The sales team rushed into our office to point out that ad revenue had suddenly taken a dip. Turns out myself and my fellow testing colleague had signed off a release without realising all the AdSense had disappeared. Both of us were so used to running regression that we no longer used the regression test checklist. We literally didn’t see what wasn’t in front of us – the missing AdSense. Was a big learning day for us both!
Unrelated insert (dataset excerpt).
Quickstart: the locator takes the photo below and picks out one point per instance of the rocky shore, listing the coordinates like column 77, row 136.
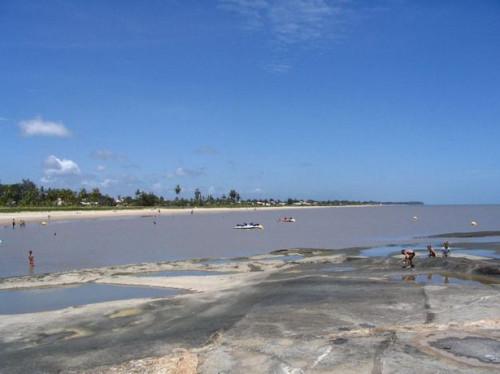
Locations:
column 318, row 311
We resolved the issue quickly and through a post-mortem, it actually led to a push for automated checks for the essential features and a renewed energy of not taking things for granted or becoming complacent with regression tests. On reflection, it was very likely the start of moving towards a whole-team approach to quality instead of relying on QA folks to sign off a release.

1 Like
  1. It’s an environment issue yet would always forget to check that first so end up wasting time going deep

This! I can’t count the times that I was butting my head against the wall, asking myself why it doesn’t work, when I only needed to check some environmental or config value to realize the cause. Sometimes even something as simple as my VPN was down and I couldn’t access the internal API! :smiley:

Sometimes simple Post It note, plastered at the side of your monitor, helps! On it one would write something like this:

- VPN?
- env?
- timezone?
1 Like

I read about the Experimenter Effect (or Observer Effect) in Psychology sometime back.

This refers to the influence that experimenters (read ‘testers’) who conduct an experiment (read ‘tests’) have on the performance of participants (read ‘testing’) and the interpretation of the results. It is a form of bias that affects the validity of experiments as the experimenters (read ‘testers’), either deliberately or otherwise, influence the test results. It is one of the reasons why the results do not get replicated by future evaluations (read ‘bugathons’ or ‘new test round’), and good experimenters (read ‘testers’) look for various ways to negate it.